Toxic effects produced by aluminum result in ROS accumulation in the epidermal cells of roots within 10  min after exposure (Jones et al., 2006; Rigoulet et al., 2011; Xu et al., 2012). Most of the aluminum enters the plant root through the apoplast pathway; a very minute volume enters quickly via the symplast pathway, producing toxic effects on their respective targets (Kochian et al., 2004). Aluminum ions affect the metabolism of plasma membrane through strong interaction with the phospholipid component of the membrane, making it rigid and hence affecting metabolism (Yamamoto et al., 2001; Ahn and Matsumoto, 2006). It alters root respiration processes, becomes a hurdle to enzymatic activity responsible for phosphorylation of sugar, and plays an important role in depositing polysaccharides to the plant cell wall (Rout et al., 2001).

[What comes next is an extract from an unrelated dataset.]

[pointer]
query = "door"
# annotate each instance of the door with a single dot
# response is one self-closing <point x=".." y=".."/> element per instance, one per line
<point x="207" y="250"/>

Along with other enzymes, which have roles in signaling pathway regulation, phospholipase-C is greatly regulated by the effect of aluminum on membrane lipid metabolism (Martínez-Estévez et al., 2003). One of the responses toward aluminum by plant cells regarding callose production is somehow related to plasma membrane alterations, which in turn are related to the blockage of Ca²+ channels (Yamamoto et al., 2001; Silva, 2012; Too et al., 2014). The β1, 3-glucan synthase, also known as the callose synthase, is found interior to the plasma membrane being activated by increased intracellular concentration of Ca²+ ions, resulting from plasma membrane damage (Yamamoto et al., 2001). Aluminum reduces phosphorus fixation to soil, thus decreasing its availability for roots and hence to the rest of the plant (Rout et al., 2001). Other than phosphorus, aluminum also interferes with other nutrient minerals such as calcium, magnesium, potassium, and iron (Rout et al., 2001; Nunes-Nesi et al., 2014).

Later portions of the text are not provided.